When the fermentation agent of the present invention is sprayed or mixed with the remaining foods in the discharge and collection stages, the growth of pathogenic microorganisms is suppressed by the active growth of the microorganisms constituting the fermentation agent and the suppression of the production of odor and decay products peculiar to the remaining foods of oligosaccharides. Not only is it prevented, but also increases the enzyme titer and reducing sugar content, thereby increasing the homogeneity of the remaining food and increasing the transportability and preservation of the remaining food, thereby maximizing feed efficiency.
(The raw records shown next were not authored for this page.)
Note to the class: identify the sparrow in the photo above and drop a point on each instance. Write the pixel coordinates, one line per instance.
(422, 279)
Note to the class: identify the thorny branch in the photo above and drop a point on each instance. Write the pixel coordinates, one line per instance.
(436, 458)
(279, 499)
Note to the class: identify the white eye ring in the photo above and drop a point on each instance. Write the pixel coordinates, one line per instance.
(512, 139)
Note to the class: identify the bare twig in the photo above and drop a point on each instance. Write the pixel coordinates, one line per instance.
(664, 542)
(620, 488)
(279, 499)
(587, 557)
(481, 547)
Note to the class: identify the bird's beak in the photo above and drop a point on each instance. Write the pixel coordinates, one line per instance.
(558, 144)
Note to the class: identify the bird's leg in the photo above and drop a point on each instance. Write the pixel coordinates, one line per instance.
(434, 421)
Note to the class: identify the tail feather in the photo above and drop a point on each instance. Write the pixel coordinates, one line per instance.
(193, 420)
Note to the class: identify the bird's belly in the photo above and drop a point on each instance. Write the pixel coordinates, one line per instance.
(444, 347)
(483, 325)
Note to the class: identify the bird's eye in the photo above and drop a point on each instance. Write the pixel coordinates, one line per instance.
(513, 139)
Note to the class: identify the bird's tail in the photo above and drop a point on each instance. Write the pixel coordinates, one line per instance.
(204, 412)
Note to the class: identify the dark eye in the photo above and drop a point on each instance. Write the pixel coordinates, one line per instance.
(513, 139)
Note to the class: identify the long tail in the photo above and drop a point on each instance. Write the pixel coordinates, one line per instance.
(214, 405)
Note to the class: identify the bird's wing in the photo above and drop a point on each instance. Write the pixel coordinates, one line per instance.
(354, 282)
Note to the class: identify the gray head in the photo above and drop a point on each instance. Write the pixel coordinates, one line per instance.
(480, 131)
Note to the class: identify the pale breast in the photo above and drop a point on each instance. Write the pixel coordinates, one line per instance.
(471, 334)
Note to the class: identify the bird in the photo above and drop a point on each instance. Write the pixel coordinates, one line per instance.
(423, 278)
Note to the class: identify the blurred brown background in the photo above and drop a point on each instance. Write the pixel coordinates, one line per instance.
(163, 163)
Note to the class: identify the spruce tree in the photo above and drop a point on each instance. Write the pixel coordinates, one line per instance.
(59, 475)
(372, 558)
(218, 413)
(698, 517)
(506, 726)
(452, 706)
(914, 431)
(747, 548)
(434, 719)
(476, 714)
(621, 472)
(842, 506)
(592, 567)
In addition, the use of the feed of the remaining food not only reduces the feed cost of the farmhouse, but also reduces the amount of short-term feed imported from foreign countries and has the effect of preventing environmental pollution due to the remaining food.

Claims (5)

Weissella confusa (ATCC-14434), Bifidus sp. (ATCC-11863), Candida utilis (ATCC-9950), Candida sp .; ATCC -90238, ATCC-60374) 5 to 15% by weight of microbial powder consisting of a mixture of one or more selected from the group consisting of, and 85 to 95% by weight of an excipient, fermentation agent for the hygienic safe feed of the remaining foods . According to claim 1, Fermenting agent for hygiene safe feed of the remaining food, characterized in that 5 to 15 parts by weight of oligosaccharides are further added to 100 parts by weight of the fermentation agent consisting of the microbial powder and excipients. delete According to claim 1 or 2, wherein the excipient is characterized in that at least one selected from the group consisting of corn flour, bran, rice bran, fermentation agent for hygiene safe feed of the remaining food. The oligosaccharide of claim 2, wherein the oligosaccharide is selected from the group consisting of glucomannan-oligosaccarides, inulo-oligosaccarides, fructo-oligosaccarides, and manan-oligosaccarides. Fermentation agent for the hygienic safe feed of the remaining food, characterized in that more than one species.